5. The user attribute estimation system based on an IP address according to claim 3,

wherein the user identifier attribute information acquisition unit acquires location information of the accessed website as the browsing related information of the user acquired through access to the website, and

the user attribute estimation unit estimates an organization and a department to which the user belongs corresponding to the user identifier based on the organization information acquired from the first database and the user identifier and an occupation specified based on the location information of the website, which are acquired from the second database, among the pieces of information stored in the third database obtained by the integration of the database integration unit.

6. The user attribute estimation system based on an IP address according to claim 1,

wherein the IP address attribute information acquisition unit acquires connection location information indicating a connection location of the user terminal, in which the IP address is used, connected to a communication network, as attribute information specifiable based on the IP address, from the first database, and

the user attribute estimation unit estimates an action situation of the user corresponding to the user identifier based on the connection location information acquired from the first database and the user identifier acquired from the second database among the pieces of information stored in the third database obtained by the integration of the database integration unit.

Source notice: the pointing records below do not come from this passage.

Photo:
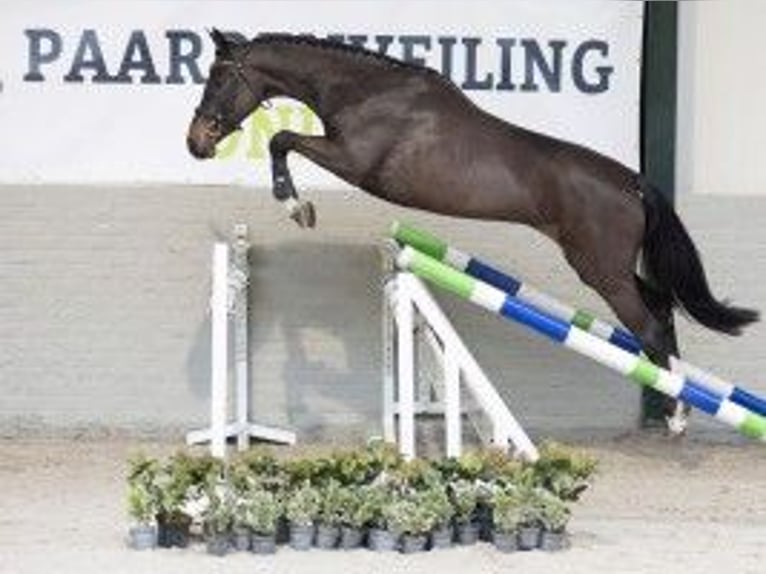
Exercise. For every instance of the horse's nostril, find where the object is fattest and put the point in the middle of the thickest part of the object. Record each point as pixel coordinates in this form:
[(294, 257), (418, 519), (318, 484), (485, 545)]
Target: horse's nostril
[(195, 148)]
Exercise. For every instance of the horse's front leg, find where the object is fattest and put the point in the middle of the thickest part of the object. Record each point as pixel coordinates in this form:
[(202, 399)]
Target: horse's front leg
[(326, 153), (302, 212)]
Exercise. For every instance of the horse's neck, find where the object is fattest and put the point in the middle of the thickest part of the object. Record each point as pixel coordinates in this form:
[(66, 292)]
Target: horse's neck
[(309, 74)]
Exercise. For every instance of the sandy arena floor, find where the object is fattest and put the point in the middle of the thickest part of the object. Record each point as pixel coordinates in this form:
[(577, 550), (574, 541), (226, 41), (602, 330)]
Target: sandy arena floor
[(656, 507)]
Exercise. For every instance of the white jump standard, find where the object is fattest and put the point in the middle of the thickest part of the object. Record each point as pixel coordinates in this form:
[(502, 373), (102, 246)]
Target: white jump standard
[(410, 312), (229, 309)]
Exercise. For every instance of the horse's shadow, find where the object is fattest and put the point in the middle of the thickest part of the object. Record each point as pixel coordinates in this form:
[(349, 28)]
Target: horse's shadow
[(314, 335), (315, 351)]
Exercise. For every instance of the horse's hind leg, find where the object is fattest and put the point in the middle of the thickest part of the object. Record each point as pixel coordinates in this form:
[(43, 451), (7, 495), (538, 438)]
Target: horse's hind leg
[(613, 278), (660, 304)]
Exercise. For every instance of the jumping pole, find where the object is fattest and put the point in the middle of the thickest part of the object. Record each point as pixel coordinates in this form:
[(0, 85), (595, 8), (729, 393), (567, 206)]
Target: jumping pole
[(635, 367), (435, 247)]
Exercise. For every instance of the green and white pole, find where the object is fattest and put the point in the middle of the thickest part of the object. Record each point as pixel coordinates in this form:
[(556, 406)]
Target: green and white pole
[(435, 247), (635, 367)]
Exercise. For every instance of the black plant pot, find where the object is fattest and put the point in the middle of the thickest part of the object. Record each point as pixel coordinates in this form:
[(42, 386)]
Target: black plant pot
[(241, 540), (381, 540), (327, 536), (351, 538), (529, 537), (554, 541), (283, 530), (142, 537), (505, 542), (218, 544), (485, 520), (467, 533), (263, 543), (173, 530), (443, 537)]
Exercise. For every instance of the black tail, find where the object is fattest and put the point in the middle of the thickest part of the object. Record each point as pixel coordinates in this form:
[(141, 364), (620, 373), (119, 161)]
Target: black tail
[(675, 266)]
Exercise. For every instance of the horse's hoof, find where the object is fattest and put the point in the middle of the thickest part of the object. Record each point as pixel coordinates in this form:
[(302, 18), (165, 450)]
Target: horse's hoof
[(677, 425), (304, 214), (309, 214)]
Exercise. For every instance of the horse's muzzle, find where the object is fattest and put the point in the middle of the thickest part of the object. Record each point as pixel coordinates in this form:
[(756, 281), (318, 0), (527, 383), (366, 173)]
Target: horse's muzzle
[(199, 149), (201, 140)]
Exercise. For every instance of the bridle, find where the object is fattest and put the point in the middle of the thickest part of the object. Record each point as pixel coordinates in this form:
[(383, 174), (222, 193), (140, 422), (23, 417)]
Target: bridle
[(217, 117)]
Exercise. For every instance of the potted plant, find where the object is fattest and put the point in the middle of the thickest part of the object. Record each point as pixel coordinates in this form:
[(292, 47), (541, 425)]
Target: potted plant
[(411, 520), (507, 505), (329, 516), (530, 526), (554, 516), (464, 497), (217, 520), (563, 470), (142, 502), (301, 510), (354, 514), (436, 500), (262, 511), (378, 497), (173, 484)]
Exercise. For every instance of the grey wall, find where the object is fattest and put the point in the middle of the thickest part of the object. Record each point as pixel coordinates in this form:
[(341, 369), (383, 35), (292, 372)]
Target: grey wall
[(104, 325)]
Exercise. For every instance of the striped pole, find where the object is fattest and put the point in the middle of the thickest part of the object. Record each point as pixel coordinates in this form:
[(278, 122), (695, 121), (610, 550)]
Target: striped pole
[(441, 251), (635, 367)]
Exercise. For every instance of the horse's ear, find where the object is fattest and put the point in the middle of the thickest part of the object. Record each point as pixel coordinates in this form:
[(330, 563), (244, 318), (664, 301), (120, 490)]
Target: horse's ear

7. The user attribute estimation system based on an IP address according to claim 6,

wherein the IP address attribute information acquisition unit further acquires region information indicating a region of the user terminal using the IP address, as attribute information specifiable based on the IP address, from the first database,

the user attribute estimation unit further estimates a residence region of the user corresponding to the user identifier based on the region information acquired from the first database and the user identifier acquired from the second database among the pieces of information stored in the third database obtained by the integration of the database integration unit, and

the user attribute estimation unit estimates the action situation of the user corresponding to the user identifier based on the region information acquired from the first database, reliability information indicating reliability of estimation of the residence region, and the user identifier acquired from the second database among the pieces of information stored in the third database obtained by the integration of the database integration unit.

8. The user attribute estimation system based on an IP address according to claim 2,

wherein the user identifier attribute information acquisition unit acquires access location information detected by a location detection apparatus provided in the user terminal using the IP address when the user terminal accesses the website, as browsing related information acquired through access to the website, from the second database, and

the user attribute estimation unit estimates the residence region of the user corresponding to the user identifier based on the region information acquired from the first database and the user identifier acquired from the second database among the pieces of information stored in the third database obtained by the integration of the database integration unit, and estimates the residence region of the user corresponding to the user identifier based on the user identifier and the access location information acquired from the second database.

9. The user attribute estimation system based on an IP address according to claim 8,

wherein the user attribute estimation unit calculates a reliability indicating reliability of estimation of the residence region of the user estimated using the region information acquired from the first database, and

an information updating unit that updates the region information stored in the first database according to the residence region of the user estimated using the access location information acquired from the second database in a case where the reliability calculated by the user attribute estimation unit satisfies predetermined conditions is further provided.